Wright continued to blame a host of reasons and people for inconsistencies pointed out by Hough. Similarities between a dissertation by Wright and a paper authored by Bird & Bird alum Hilary Pearson were blamed on an attribution error made by third-party editors. Wright also sought to blame his ex-wife Lynn Wright’s testimony in a previous case – that she didn’t recall him ever mentioning Bitcoin – on her battle with breast cancer.
Although he had previously testified in another case that he’d typed an email to the father of Dave Kleimann saying “Dave” and Wright were two of the “three key people behind bitcoin,” the computer scientist went back on his story Monday, saying he had someone under his employment type and send the email to make Kleimann’s father “feel proud of him.” (He also said during the same exchange on Monday that he had typed the sentence but not the email itself.)
“The versions just keep changing, don’t they?” Hough asked during that exchange, to which Wright replied: “No.”

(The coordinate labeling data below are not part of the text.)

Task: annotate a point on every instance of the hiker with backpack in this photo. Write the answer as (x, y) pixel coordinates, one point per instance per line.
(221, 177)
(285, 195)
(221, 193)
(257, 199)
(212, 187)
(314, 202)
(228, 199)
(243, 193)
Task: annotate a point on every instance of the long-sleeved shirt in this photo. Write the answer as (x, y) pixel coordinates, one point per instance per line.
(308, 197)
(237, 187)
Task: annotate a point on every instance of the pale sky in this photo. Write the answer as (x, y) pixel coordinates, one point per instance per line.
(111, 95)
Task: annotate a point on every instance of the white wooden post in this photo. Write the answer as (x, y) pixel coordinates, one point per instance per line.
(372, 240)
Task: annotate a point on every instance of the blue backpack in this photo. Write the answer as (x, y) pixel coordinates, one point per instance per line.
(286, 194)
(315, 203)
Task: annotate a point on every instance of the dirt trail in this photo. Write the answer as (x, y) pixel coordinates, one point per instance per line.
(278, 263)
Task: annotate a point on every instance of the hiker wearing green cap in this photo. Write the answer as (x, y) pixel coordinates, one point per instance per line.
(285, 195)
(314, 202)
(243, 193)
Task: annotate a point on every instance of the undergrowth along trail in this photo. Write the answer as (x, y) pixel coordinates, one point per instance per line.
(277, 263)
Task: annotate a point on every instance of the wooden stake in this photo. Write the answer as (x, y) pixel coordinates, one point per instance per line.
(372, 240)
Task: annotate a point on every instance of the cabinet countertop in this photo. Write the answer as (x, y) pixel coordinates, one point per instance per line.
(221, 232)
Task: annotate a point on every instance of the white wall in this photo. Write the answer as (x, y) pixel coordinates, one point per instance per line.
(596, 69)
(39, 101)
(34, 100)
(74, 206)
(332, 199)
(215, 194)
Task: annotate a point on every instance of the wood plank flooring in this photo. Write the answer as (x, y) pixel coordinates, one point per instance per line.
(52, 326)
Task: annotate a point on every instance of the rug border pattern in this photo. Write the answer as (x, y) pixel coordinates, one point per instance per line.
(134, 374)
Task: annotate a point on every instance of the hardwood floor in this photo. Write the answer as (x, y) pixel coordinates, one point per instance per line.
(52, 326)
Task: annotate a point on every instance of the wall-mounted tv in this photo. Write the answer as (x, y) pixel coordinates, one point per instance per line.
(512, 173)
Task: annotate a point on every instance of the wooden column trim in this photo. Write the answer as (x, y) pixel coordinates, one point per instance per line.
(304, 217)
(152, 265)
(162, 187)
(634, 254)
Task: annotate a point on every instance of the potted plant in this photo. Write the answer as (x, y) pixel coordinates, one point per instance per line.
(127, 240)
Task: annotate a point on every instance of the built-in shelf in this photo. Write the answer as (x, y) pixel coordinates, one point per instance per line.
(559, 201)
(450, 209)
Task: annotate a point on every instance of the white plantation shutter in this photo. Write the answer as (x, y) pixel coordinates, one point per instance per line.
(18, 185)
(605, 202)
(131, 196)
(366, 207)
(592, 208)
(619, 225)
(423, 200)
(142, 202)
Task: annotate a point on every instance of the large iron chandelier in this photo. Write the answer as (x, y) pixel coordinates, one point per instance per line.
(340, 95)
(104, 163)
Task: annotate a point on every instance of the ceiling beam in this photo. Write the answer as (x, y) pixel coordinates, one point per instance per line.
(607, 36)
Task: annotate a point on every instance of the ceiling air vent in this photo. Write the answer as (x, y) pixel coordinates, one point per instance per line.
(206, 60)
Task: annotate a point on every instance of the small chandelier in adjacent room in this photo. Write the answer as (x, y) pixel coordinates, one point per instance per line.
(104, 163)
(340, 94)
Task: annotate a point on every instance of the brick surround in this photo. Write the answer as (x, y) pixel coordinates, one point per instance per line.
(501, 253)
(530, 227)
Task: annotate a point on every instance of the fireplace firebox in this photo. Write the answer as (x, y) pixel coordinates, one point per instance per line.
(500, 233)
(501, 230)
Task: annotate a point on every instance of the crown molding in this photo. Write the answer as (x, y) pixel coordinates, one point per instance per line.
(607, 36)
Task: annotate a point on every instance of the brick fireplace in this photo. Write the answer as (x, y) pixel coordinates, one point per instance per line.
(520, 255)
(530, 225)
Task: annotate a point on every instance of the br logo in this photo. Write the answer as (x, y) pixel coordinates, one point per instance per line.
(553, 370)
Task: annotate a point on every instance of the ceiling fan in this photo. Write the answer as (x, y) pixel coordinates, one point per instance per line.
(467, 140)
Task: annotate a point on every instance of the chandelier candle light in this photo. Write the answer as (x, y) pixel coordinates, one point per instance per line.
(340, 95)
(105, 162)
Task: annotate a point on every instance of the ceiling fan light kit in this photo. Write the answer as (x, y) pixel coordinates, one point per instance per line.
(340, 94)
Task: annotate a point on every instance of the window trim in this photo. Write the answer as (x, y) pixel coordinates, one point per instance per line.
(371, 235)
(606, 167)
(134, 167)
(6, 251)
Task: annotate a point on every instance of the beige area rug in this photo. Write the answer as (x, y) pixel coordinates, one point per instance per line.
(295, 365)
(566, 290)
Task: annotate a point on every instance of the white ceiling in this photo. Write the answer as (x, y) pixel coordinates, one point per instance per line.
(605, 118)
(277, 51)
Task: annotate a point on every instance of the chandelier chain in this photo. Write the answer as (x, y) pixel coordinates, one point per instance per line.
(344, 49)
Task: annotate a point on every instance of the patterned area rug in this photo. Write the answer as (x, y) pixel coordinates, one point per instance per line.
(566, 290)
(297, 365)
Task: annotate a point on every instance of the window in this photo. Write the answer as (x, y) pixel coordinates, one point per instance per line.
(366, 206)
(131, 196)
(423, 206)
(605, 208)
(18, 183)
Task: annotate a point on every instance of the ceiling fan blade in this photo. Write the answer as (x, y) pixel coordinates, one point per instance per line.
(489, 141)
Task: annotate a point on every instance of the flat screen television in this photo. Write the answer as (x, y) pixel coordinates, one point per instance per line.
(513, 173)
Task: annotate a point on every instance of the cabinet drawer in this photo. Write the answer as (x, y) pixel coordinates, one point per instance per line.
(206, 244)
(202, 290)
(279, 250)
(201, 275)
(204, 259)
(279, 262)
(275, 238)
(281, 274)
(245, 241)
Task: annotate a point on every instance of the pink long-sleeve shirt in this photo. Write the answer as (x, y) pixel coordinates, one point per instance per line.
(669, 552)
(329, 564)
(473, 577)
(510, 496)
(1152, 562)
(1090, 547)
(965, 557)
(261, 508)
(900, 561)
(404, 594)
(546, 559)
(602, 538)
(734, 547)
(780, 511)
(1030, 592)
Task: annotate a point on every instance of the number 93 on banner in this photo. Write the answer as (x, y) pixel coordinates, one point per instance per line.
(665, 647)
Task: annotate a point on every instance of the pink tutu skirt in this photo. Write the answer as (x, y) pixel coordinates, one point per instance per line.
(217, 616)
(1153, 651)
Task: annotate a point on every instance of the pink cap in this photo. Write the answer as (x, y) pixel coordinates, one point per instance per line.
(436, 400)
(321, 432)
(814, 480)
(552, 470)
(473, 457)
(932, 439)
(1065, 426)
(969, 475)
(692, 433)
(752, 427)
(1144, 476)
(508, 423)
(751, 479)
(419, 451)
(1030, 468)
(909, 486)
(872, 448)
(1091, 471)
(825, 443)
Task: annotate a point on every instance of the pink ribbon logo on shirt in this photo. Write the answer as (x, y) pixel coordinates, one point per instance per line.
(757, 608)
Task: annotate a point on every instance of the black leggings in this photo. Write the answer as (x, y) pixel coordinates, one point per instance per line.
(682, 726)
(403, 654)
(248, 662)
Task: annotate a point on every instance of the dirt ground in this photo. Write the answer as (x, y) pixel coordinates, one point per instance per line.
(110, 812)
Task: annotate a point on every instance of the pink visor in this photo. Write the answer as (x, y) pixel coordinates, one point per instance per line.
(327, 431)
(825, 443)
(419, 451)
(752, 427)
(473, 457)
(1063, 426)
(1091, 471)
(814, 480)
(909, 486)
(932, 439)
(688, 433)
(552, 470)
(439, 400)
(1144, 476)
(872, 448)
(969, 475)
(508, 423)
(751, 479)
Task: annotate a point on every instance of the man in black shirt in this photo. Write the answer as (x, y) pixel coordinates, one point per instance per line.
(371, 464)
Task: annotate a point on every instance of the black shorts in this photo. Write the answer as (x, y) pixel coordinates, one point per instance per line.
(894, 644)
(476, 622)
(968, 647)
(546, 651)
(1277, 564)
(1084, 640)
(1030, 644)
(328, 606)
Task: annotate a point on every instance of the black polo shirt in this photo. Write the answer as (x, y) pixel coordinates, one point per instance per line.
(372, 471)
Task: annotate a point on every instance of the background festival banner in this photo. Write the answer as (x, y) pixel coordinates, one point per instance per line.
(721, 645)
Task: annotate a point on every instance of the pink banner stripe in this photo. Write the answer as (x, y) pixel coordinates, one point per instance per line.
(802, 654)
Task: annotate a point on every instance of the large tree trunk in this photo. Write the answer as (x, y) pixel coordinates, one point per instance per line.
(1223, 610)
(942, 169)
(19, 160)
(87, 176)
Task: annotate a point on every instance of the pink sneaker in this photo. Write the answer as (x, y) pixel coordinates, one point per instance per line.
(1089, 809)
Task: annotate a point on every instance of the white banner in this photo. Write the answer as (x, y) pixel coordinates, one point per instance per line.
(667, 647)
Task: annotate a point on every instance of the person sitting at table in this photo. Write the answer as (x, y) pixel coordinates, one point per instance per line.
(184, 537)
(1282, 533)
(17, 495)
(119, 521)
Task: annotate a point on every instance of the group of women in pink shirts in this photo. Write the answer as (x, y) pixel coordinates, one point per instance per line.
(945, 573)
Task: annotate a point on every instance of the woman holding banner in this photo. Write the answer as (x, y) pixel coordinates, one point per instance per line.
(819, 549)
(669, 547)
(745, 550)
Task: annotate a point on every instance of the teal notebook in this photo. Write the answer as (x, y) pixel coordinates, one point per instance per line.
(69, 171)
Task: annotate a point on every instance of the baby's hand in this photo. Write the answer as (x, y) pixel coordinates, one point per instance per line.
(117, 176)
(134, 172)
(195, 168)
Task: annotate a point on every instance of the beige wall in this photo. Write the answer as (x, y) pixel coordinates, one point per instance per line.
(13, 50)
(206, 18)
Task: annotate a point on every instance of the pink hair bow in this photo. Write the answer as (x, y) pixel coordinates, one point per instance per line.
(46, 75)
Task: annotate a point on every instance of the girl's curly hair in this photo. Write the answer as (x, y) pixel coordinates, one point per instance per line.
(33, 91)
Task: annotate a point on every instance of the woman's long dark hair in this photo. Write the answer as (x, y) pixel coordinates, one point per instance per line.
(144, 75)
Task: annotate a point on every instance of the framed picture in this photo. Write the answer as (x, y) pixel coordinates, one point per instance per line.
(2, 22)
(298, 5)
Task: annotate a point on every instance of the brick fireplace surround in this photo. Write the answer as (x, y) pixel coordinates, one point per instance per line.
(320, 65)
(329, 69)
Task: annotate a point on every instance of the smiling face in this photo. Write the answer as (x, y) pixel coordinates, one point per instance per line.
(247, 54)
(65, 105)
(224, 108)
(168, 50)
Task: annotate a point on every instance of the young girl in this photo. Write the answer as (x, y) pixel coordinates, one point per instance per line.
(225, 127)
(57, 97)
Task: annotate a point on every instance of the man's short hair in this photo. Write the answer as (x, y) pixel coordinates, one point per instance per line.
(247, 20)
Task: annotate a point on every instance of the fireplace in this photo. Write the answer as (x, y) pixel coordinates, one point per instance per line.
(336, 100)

Wright also insists he didn’t think much of Bitcoin at the time of its creation in 2009 – which he calls his invention.
“I thought it might get me either a partnership or a professorship with tenure. And that was about the extent of what I thought of my invention,” he said.
Wright’s cross-examination will continue at least through Wednesday, and the court may also consider a new “box” of evidence he said his wife has just discovered.